Recently, Ambrosio et al. used artificial intelligence methods, including random forest analysis and combining corneal morphological parameters of Pentacam with biomechanical parameters of Corvis to develop a new parameter—TBI, which was applied in keratoconus study [13]. They found that TBI had higher diagnostic efficiency (AUC = 1) than parameters obtained with Pentacam and Corvis ST alone in the detection of corneal ectasia, with a critical value of 0.79, and the sensitivity and specificity of 1, respectively. In this study, TBI could effectively distinguish keratoconus from normal cornea (AUC = 0.993), with a critical value of 0.515, and sensitivity of 0.967, and specificity of 1. This difference from the previous threshold may be due to the different degree of keratoconus among the enrolled patients. In graded keratoconus, the efficiency of TBI in the diagnosis of keratoconus in each stage was high (AUC > 0.97). Among them, the AUC of TBI for differentiating normal cornea and stage I keratoconus was 0.979, indicating that TBI could effectively diagnose early keratoconus. Finally, according to DeLong curve analysis, the efficiency of TBI in diagnosing keratoconus in each stage was the same. In this study, according to DeLong curve analysis, BAD-D and TBI had the same efficiency in diagnosing keratoconus, which was higher than other parameters. In contrast, Salomao et al. [33] found that the efficiency of TBI in diagnosing keratoconus was higher than BAD-D. Moreover, the diagnostic efficiency of TBI was the same for keratoconus at all stages.

This study included a large sample size, divided keratoconus into different grades for analysis, and focused on the diagnostic ability of some new parameters for different stages of keratoconus. The limitations of this study were that it was a cross-sectional study, and the enrolled patients were not followed-up.

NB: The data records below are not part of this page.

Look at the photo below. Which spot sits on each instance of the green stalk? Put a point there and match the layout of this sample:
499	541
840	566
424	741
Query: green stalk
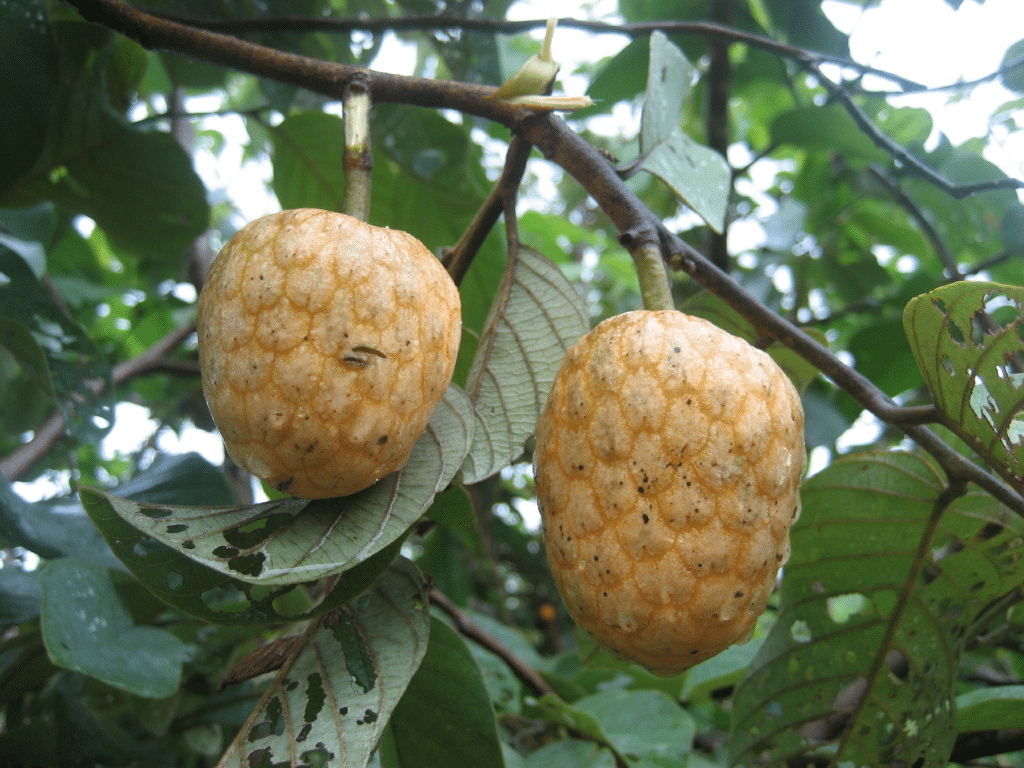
655	290
358	159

In addition, forme fruste keratoconus was not included in this study; further studies should be conducted in order to explore methods for the diagnosis of more early keratoconus.

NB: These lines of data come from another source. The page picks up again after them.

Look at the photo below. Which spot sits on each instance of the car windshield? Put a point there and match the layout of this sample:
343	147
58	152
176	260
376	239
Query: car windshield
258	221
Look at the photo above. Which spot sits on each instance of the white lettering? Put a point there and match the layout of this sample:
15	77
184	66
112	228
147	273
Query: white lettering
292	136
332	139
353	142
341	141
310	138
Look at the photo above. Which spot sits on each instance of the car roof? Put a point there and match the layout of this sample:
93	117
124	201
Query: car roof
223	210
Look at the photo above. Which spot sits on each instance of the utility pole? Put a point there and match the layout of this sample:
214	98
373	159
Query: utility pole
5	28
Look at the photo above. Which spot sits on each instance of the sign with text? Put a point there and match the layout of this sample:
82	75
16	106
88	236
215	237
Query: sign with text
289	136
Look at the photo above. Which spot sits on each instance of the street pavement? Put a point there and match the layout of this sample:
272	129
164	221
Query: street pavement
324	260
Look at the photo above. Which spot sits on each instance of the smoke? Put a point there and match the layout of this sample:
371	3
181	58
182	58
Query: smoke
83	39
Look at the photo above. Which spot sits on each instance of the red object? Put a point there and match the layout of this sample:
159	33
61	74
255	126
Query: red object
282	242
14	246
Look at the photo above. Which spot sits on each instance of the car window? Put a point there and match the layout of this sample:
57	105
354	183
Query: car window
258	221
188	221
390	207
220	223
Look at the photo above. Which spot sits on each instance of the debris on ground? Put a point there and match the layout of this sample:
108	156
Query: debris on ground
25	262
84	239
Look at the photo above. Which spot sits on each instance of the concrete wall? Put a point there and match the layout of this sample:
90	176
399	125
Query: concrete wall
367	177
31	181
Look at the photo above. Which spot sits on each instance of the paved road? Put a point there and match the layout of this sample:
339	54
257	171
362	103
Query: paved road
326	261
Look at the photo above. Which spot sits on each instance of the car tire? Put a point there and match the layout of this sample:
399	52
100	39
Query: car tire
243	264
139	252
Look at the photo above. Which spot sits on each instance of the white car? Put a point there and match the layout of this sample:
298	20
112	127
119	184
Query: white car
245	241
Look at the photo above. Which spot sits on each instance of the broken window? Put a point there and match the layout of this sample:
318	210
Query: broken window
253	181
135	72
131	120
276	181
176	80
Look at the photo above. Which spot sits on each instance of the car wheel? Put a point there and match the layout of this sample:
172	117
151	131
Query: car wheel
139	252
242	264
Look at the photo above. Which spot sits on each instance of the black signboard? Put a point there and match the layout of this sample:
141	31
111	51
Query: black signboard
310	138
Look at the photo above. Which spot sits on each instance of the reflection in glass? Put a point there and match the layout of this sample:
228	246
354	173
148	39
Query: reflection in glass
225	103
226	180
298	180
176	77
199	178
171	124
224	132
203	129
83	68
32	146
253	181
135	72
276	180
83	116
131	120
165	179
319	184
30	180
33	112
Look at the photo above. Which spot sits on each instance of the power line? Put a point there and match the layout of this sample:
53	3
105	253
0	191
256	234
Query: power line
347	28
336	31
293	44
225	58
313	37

In summary, the morphological and biomechanical parameters of cornea in this study could effectively distinguish normal cornea from keratoconus, with BAD-D and TBI being the most efficient parameters. BAD-D and TBI showed high efficiency in the diagnosis of keratoconus of different grades, and the diagnostic efficiency of TBI was the same for keratoconus at all stages. Except for TBI, the efficiency of other parameters in diagnosing keratoconus increased with the increase in keratoconus stages.